Agrava-se hoje em Portugal a necessidade de repensar os serviços de saúde pública e de os dotar de recursos próprios e ferramentas, contratualizando-se com base em indicadores populacionais — constantemente desenvolvidos e atualizados — resultantes de planeamento estratégico, e monitorizando-se, não apenas a implementação, mas também o tão esquecido impacto das múltiplas atividades, projetos e programas no estado de saúde das comunidades. É crucial que estes serviços sejam ágeis e equidistantes, e que liderem a gestão destes programas garantido a sua transversalidade aos diversos níveis de prestação de cuidados de saúde.

Salienta-se hoje que a carência de profissionais e especialistas em saúde pública ou da sua disponibilidade horária (porque não poucas vezes o seu tempo é alocado a tarefas incipientes) colide com a crescente complexidade de interações a que uma comunidade está sujeita e que condiciona o estado de saúde da mesma. Prova desta complexidade é o cada vez maior leque de competências recomendadas a estes profissionais. 

A prática moderna da saúde pública inclui não só as disciplinas clássicas (Medicina, Epidemiologia e Bioestatística), mas também um cada vez maior número de disciplinas sociais, comportamentais e humanísticas, necessárias à compreensão das dinâmicas populacionais. Esta multitude de competências são mostra da multidisciplinaridade que a prática da saúde pública implica, não as isentando, contudo, de comportamentos organizacionais estilo “torre de Babel”, resultando em entropia e disparidade na execução diária das atividades nos serviços de saúde pública.

Por outro lado, saúde pública é uma disciplina que pela sua abrangência e multiplicidade incute o sentimento de que todos a praticam por defeito, mas que deve ser orientada e atualizada na melhor prática e evidência científica.
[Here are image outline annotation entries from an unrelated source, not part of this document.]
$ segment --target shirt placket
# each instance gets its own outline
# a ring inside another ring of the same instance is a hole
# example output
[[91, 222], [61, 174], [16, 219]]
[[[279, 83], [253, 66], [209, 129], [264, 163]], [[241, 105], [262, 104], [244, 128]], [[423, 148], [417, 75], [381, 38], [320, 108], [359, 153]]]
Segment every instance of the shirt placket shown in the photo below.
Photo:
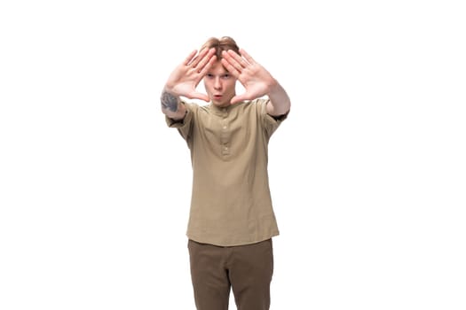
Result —
[[223, 109], [220, 120], [220, 147], [222, 148], [222, 156], [230, 155], [230, 134], [228, 130], [228, 112]]

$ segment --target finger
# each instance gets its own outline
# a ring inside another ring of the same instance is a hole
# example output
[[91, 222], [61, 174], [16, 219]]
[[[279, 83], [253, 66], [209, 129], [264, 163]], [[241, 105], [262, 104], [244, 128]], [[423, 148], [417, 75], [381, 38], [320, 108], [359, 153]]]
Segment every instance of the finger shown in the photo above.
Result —
[[[236, 54], [234, 51], [224, 51], [222, 53], [224, 59], [225, 59], [232, 66], [233, 66], [240, 74], [245, 67], [244, 61], [242, 61], [240, 55]], [[241, 62], [243, 64], [241, 64]]]
[[197, 53], [197, 50], [193, 50], [192, 52], [189, 53], [189, 56], [186, 57], [186, 58], [185, 59], [185, 61], [183, 61], [183, 65], [185, 66], [188, 66], [188, 64], [193, 60], [193, 58], [194, 57], [194, 55]]
[[194, 92], [194, 93], [190, 94], [189, 98], [190, 99], [201, 99], [201, 100], [203, 100], [205, 102], [209, 102], [210, 101], [210, 98], [209, 97], [209, 96], [207, 96], [206, 94], [198, 93], [198, 92]]
[[242, 57], [244, 57], [244, 58], [246, 60], [248, 60], [248, 62], [249, 64], [254, 64], [256, 61], [254, 61], [254, 59], [252, 58], [252, 57], [250, 57], [249, 54], [248, 54], [248, 52], [246, 50], [244, 50], [243, 49], [240, 49], [240, 53], [241, 54]]
[[232, 98], [232, 100], [230, 100], [230, 104], [234, 105], [234, 104], [237, 104], [237, 103], [244, 101], [244, 100], [248, 100], [248, 98], [246, 97], [246, 96], [244, 94], [243, 95], [237, 95], [237, 96], [234, 96]]

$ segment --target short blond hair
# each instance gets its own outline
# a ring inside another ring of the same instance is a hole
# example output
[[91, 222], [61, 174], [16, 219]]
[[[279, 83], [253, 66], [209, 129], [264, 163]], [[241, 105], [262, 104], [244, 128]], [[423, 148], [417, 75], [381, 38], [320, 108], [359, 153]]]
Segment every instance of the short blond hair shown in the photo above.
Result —
[[217, 59], [222, 58], [222, 51], [233, 50], [235, 53], [240, 55], [240, 48], [236, 42], [230, 36], [222, 36], [221, 38], [211, 37], [206, 41], [201, 50], [208, 48], [215, 48], [215, 55]]

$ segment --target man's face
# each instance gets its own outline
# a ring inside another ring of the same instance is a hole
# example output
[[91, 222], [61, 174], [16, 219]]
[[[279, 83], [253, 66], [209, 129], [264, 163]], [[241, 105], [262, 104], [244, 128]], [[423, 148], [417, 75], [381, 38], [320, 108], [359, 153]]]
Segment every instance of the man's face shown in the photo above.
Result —
[[236, 94], [236, 79], [217, 61], [204, 76], [207, 95], [217, 106], [228, 106]]

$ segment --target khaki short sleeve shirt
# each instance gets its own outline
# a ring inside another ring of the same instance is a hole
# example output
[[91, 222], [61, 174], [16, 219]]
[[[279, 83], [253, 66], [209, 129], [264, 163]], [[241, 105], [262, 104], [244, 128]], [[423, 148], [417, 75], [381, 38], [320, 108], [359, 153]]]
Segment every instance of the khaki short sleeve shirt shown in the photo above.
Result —
[[183, 121], [166, 118], [191, 151], [193, 192], [187, 236], [233, 246], [279, 234], [267, 173], [267, 147], [286, 115], [267, 114], [268, 99], [219, 108], [183, 103]]

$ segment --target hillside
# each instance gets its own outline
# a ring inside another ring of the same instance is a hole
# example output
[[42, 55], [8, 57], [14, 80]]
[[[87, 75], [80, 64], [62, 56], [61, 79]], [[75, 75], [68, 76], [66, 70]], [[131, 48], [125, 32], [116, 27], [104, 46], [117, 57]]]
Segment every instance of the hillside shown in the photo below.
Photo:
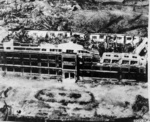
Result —
[[148, 0], [11, 0], [7, 4], [3, 1], [1, 25], [9, 29], [24, 26], [26, 29], [147, 36]]

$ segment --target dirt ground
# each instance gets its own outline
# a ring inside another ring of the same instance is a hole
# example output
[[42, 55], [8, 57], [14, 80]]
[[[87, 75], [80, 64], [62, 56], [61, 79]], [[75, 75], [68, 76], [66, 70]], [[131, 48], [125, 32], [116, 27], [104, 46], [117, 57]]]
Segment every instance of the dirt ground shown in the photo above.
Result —
[[91, 87], [71, 81], [0, 76], [0, 108], [5, 100], [17, 116], [132, 117], [136, 95], [148, 98], [147, 83]]

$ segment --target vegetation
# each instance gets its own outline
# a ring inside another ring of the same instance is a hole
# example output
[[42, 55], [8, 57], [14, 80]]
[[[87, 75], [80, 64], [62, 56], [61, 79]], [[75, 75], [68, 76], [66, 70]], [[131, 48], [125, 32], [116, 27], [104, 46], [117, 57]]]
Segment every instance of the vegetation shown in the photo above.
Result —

Em Portugal, os serviços de saúde pública de âmbito local (Unidades de Saúde Pública — USP) desenvolvem atualmente as suas funções ao abrigo do Decreto-Lei n.º 137/2013 de 7 de outubro, tendo por base as Operações Essenciais de Saúde Pública da OMS.

A estas funções soma-se o exercício do poder de Autoridade de Saúde (delegado de saúde), no cumprimento da obrigação do Estado de intervir na defesa da saúde pública, conforme o artigo 5.º do Decreto-Lei nº 135/2013 de 4 de outubro. No entanto, e apesar da clareza legislativa, não existe uma matriz tão transparente utilizada para guiar as atividades executadas diariamente nas USP. Esta matriz, fundamental para harmonizar a prática entre pares, continua pendente, bloqueando ou adulterando o processo de contratualização anual às atividades das USP e alienando-a da realidade das restantes unidades funcionais do Serviço Nacional de Saúde.

É fulcral clarificar o que representa uma melhor gestão da saúde da população, e a redação de uma proposta de quadro orientador (e normativo) para as USP, cimentada na ciência baseada em evidência e na gestão de relacionamentos e atores. Esta discussão com vista à clarificação de processos deve ser liderada pelos próprios profissionais, já que em último caso devem ser eles a responsabilizarem-se — junto da população, junto dos parceiros e dos decisores políticos — pelo estado de saúde da população. Em troca desta responsabilização pelo estado de saúde de uma população, deve ser garantida a autonomia técnica e de recursos necessária para atuar e modificar positivamente o mesmo. Na saúde pública moderna não chega observar, descrever e documentar, é imperativo intervir ativa e positivamente.